The above post is great in the description of white as it pertains to Blanche's character. Williams needs to build up Blanche's character in this way in order to present the tension between her and Stanley. The two are opposing characters, and much of their conflict has to do with the way the two present themselves. Blanche paints herself as an innocent Southern belle, yet as mentioned above, her sexual past follows her. Stanley uses this against her to try to uncover her fraudulent ways.
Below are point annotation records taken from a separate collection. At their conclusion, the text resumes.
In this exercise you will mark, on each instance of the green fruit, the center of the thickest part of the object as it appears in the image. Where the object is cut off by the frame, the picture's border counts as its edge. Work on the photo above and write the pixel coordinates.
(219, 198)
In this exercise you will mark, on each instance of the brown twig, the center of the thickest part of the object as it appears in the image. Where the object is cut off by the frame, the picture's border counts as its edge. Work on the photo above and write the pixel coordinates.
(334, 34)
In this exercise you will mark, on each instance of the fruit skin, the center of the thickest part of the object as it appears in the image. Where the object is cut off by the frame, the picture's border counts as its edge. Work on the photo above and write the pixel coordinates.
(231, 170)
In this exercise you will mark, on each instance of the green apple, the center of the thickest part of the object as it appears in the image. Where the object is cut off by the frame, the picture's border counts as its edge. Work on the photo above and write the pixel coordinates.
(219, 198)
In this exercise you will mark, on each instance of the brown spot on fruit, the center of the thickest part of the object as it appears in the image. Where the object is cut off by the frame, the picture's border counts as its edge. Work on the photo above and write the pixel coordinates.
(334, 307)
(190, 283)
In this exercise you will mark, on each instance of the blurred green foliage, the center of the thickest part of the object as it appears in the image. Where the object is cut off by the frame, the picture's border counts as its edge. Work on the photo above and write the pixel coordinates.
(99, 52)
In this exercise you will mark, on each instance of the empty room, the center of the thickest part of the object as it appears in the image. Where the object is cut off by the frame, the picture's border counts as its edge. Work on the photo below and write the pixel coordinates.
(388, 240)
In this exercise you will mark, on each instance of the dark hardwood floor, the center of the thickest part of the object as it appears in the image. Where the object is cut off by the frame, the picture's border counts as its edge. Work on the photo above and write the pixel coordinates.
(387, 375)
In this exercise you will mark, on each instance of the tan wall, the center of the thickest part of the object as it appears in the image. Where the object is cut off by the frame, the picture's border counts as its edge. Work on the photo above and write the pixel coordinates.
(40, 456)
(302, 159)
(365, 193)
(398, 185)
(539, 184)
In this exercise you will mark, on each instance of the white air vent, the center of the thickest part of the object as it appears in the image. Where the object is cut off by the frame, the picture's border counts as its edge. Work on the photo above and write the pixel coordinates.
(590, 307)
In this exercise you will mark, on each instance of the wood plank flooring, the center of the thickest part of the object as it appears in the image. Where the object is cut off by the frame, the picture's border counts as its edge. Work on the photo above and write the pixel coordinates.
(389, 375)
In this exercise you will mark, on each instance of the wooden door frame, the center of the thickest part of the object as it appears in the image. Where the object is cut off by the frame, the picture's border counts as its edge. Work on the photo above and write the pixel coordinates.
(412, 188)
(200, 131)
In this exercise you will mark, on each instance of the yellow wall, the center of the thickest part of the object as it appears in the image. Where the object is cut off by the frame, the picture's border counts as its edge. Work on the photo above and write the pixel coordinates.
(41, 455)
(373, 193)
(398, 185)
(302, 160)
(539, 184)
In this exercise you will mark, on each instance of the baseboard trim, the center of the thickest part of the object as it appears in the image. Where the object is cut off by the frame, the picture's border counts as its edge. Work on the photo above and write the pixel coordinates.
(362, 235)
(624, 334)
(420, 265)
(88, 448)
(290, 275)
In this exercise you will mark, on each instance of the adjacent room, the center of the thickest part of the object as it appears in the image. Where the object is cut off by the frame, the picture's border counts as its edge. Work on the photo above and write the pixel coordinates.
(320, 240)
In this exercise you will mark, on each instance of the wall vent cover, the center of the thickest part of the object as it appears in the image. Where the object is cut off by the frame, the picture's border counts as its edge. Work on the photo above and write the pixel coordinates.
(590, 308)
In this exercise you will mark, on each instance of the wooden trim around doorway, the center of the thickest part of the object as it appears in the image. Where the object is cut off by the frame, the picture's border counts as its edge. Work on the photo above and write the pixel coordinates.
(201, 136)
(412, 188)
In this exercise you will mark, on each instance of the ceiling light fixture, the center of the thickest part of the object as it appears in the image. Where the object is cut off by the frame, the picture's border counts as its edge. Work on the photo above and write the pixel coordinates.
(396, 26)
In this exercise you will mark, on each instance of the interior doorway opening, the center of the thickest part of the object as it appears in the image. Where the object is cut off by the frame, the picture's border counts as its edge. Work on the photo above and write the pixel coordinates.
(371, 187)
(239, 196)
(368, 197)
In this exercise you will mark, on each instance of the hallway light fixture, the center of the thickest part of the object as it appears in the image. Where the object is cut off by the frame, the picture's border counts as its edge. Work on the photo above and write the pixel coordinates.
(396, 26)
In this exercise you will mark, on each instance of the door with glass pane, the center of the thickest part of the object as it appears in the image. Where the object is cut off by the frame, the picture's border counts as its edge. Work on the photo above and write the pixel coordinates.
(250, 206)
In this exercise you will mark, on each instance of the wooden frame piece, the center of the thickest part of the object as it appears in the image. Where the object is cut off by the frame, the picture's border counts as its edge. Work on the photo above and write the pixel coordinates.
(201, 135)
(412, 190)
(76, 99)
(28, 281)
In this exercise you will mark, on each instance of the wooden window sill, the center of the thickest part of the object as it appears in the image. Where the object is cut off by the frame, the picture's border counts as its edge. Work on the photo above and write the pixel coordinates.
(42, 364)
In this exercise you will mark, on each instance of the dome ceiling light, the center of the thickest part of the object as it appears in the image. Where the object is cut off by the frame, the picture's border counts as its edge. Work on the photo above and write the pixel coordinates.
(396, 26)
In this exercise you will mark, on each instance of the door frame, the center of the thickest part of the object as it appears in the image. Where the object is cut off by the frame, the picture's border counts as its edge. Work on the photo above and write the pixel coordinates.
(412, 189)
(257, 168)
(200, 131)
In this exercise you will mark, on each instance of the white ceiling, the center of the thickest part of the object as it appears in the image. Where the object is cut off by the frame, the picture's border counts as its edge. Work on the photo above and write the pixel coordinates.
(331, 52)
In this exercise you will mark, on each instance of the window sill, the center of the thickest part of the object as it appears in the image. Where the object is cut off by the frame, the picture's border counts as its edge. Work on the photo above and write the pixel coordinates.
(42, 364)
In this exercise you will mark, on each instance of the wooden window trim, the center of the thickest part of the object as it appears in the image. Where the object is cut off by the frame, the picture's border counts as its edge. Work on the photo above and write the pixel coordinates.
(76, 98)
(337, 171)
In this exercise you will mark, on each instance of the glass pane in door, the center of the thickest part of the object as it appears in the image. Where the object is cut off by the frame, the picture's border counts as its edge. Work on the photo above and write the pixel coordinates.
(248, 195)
The first post is a great explanation of the use of white as a symbol of the ideal of Southern purity. I'd go a bit further and state that white fades into ivory and then almost beige, perhaps with some stains. I think of an old wedding dress that hasn't been professionally preserved, delicate and still possessing traces of its former glory, but becoming brittle and no longer the pure white it was on the wedding day, if it even were worn at all.
Blanche is like that faded wedding dress, once a beautifully frosted Southern cupcake, but now a shadow of her former self, with that former self embellished in her mind far beyond its actuality, the way that memories of a wedding may be far more beautiful than the videotape would show.
White is used somewhat ironically as noted above. Clearly the real Blanche and the way she tries to present herself are completely at odds with each other, and this is a central conflict that drives the play and arguably results in the tragedy of Blanche and what happens with Stanley. It really captures the sombre mood and evokes sympathy in the audience for her character - Blanche is a character who is simply unable to escape her past and is dogged by it. Reinvention only makes the past glare more furiously.
Another meaning of the name "Blanche" suggests what post#4 discusses: the fading Southern Belle. For, the word blanch means to remove color. Also, it denotes sickness and fear--two symptoms of Blanche DuBois.
The absence of color conjures the chapter of Herman Melville's Moby Dick in which the author discusses the negative connotations of white in which it evokes spectres, shrouds, lifelessness, etc.